A poignant story for Internet historians today with news that Netscape Navigator, one of the Web’s first ever browsers, has finally been put out to pasture this month by owners AOL.

While the lion’s share of today’s global browser coverage is assigned to Microsoft’s Internet Explorer, the landscape was markedly different in the mid-1990s when the Web was first beginning to gain commercial traction and popularity momentum.

Indeed, back then Netscape Navigator was used by some 90 percent of those who ventured into the new and mysterious online world. However, since that time, the once popular browser has seen its coverage share plummet to a mere 0.6 percent in the face of IE’s dominance and numerous browsing alternatives.

Following the removal of support for Netscape Navigator, owner America Online (AOL) has advised all existing users to change their browser to Mozilla’s Firefox or social Web browser Flock -- both of which have their foundations in the same contributing technology as Netscape Navigator.

“Netscape had a critical role in taking all of these zeros and ones - this very academic and technical environment - and giving it a graphical user interface where an average person could come online and consume information,” commented Marc Andreessen, the original creator of Netscape, in a BBC report.

The end has been nigh for Netscape Navigator for quite some time, not least due to the 80 percent market share enjoyed by Internet Explorer, which comes bundled as standard with all Microsoft Windows operating systems.

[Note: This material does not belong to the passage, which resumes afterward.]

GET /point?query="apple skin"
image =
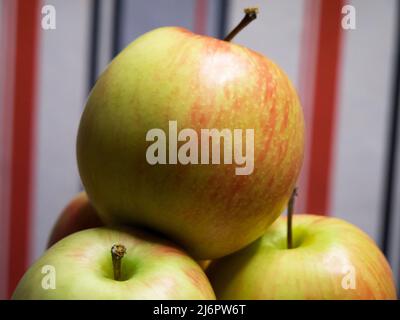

“While internal groups within AOL have invested a great deal of time and energy in attempting to revive Netscape Navigator, these efforts have not been successful in gaining market share from Microsoft's Internet Explorer,” warned Tom Drapeau on the Netscape blog in 2007 at the time the browser’s imminent cancellation was initially announced.

Netscape Navigator users upgrading to the open source Mozilla Firefox browser will likely find an Internet experience most closely suited to that which they’ve become accustomed to, in part due to the Mozilla Foundation being the creation of ex-Netscape staff that were made redundant in 2003.

While it still trails Internet Explorer by a substantial margin, Firefox is the world’s second most popular browser and has thus far amassed over 500 million downloads since it first became available.